Eric English
February 1, 2004

The self-appointed "expert" approached our photo shoot with all the refinement of a pimply-faced teenager on his first date. Gazing at the high-performance fender badges on Steve Bodine's '65 fastback, and speaking loudly to his tag-along buddy, the conversation went something like this, "It's a hi-po." Then after an inspection of the inner fender-panel, a disapproving "aw, it's really only a 2-barrel car," was heard. the two departed with nary a remark about the Paxton blower or first-rate workmanship, not even a generic "nice car." Nope, just criticism of a beautiful early Mustang.

If Steve was feeling bad after the obvious snub (he wasn't), it surely passed over the next two hours we spent with him. We checked out nearly every square inch of this sweet 2+2, and we can assure you the car holds its own with the best of them-K-code or not. Other onlookers seemingly agreed, as positive comments quickly outnumbered the earlier clueless loudmouth's. the experience does reinforce a lesson yours truly was taught at an early age, and seems particularly apropos in the world of vintage automobiles: If you don't have anything nice to say, don't say it at all!

We, on the other hand, have plenty of nice things to say about this brightly hued '65. And now that we're off our soapbox, let's rewind back to 1995, when Steve thought he was realizing a long-held dream with the purchase of another first-year fastback. He knew the car wasn't perfect, but a new coat of Rangoon Red paint and a new pony interior made it seem a worthy place from which to build.

"Seem"is the operative word, for as Steve began to dig in, he uncovered some nasty skeletons. those lumps in the trunk floor were made by the leaf-spring shackles, since badly rusted framerails couldn't support the springs on their own. More hidden rust in the engine compartment raised Steve's level of concern, but the topper came with a call to a former owner to inquire about the car's history. The gentleman expressed surprise that his old Mustang was still on the road, since it had been totaled some 20 years earlier. Great, not only rust, but major accident damage too!

Feeling the need for advice, Steve turned to Larry Berkovich at West Coast Restorations in Snohomish, Washington. Larry gave the car a once-over, and quickly suggested Steve cut his losses by switching all his good parts over to a solid-donor shell. a drastic move on the surface, but in Steve's situation, however, the idea made perfect sense. Larry had the precise shell in his inventory, and the $3,500 price tag would be less than the necessary repairs on Steve's car, with none of the negative connotations of a heavy reconstruct. it wouldn't make sense to reassemble the fastback with a pile of worn-out bits and pieces, so West Coast launched a restomod restoration.

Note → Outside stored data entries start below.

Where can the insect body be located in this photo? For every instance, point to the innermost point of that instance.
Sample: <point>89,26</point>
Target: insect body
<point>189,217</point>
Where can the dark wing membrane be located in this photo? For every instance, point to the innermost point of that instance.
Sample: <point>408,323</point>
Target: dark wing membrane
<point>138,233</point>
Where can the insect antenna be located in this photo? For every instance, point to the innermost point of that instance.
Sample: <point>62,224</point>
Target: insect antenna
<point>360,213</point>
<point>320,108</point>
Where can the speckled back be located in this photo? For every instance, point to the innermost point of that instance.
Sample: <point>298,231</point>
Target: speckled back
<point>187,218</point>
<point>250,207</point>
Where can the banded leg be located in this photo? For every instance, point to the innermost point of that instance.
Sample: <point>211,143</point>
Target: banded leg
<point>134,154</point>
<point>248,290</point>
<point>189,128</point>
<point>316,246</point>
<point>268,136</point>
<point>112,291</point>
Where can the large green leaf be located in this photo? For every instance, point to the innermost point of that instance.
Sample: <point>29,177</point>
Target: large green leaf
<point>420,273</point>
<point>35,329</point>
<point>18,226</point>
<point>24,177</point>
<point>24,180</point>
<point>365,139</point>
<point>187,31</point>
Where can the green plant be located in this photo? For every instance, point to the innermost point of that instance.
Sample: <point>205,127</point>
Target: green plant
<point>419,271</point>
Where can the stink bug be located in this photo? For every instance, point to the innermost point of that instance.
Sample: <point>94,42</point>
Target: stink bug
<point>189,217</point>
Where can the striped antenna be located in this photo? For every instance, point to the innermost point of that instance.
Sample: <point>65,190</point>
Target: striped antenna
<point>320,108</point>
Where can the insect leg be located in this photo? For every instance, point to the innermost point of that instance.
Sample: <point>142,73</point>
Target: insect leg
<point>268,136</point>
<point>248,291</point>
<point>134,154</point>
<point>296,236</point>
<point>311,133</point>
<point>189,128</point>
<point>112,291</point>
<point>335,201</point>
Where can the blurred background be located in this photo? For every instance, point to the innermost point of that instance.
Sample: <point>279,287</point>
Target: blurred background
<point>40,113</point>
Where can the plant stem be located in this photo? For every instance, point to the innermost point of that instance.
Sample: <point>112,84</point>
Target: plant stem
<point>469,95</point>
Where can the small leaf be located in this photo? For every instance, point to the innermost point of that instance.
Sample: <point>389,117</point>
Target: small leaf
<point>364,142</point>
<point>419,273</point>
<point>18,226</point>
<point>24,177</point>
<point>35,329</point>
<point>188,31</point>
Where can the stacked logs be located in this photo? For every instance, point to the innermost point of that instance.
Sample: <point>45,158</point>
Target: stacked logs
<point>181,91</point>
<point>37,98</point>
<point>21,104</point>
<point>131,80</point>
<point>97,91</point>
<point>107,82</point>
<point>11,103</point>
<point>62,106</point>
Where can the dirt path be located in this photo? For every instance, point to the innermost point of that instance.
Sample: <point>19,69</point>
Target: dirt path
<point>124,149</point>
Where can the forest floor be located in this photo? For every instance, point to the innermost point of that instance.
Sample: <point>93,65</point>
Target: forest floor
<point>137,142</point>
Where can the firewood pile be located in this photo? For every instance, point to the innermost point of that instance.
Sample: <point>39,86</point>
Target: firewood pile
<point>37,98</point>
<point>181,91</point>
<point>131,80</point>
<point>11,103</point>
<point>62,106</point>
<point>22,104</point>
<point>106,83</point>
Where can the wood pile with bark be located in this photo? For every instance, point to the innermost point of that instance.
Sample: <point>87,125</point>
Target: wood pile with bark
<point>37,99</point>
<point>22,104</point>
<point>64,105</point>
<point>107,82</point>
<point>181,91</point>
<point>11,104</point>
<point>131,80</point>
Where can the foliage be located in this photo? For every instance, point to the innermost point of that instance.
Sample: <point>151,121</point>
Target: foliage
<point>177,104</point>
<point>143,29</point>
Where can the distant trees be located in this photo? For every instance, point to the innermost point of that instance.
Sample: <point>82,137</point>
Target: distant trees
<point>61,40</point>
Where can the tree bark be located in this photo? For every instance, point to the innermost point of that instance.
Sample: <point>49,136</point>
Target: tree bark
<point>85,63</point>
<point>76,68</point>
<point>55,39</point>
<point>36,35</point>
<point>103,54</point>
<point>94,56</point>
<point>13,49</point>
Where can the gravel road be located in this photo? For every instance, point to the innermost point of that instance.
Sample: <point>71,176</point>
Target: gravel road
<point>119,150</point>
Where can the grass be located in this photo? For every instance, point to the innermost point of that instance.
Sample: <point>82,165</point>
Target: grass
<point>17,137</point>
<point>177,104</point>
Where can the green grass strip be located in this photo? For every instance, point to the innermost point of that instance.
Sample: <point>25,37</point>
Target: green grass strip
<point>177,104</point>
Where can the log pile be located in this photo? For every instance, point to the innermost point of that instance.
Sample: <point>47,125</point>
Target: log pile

Randy Sargent got to work on the new/used C-code shell, adding a Shelby-style 'glass hood before laying down the flawless two-stage Viper Red hue. The bright '90s color seems almost like a hotted-up version of the orangey-red Rangoon, so it's a fitting tribute to Steve's discarded initial effort. GT foglights and dual exhausts round out the visual deviations from stock, along with 16-inch American Racing Torq-Thrust IIs. Stainless Steel Brake Corporation's 4-wheel discs lurk beneath the sparkling rims, while Global West springs and Koni shocks at all 4 corners are the hidden partners that help hold the road.

Our earlier "expert" seemed to miss the centerpiece under the hood, and considering its larger than life reputation and appearance, we have more evidence the guy was not playing with a full restomod deck. Of course, we're speaking of the polished Paxton supercharger, which gives plenty of ball-drive oomph to the already healthy 289. It's an updated version of the Paxtons sold in the mid-'60s, which some consider the ultimate accessory for an early small-block Ford. West Coast's Shawn Carlson assembled the little Windsor using blower-friendly, forged/dished pistons, 289 hi-po rods, a Comp Cams hydraulic bumpstick, Edelbrock aluminum heads, and a Shelby dual-plane intake. Metallic ceramic Hooker headers and a Griffin aluminum radiator follow the overall approach of Steve's ride-where form and function are held in equally high regard.

Pulling off a top-notch restoration like this may be no sweat for the wealthy, but for the rest of us there's usually some sacrifice. Steve's wife Terri was nice enough to put off buying some longed-for furniture to make the project come to fruition, and his daughters now get an arm twist to come to car shows with dad. Truth is, everybody seems to enjoy an occasional ride in the red-hot fastback, with a trip to the local burger joint one of the preferred family outings. And, thankfully, no more experts.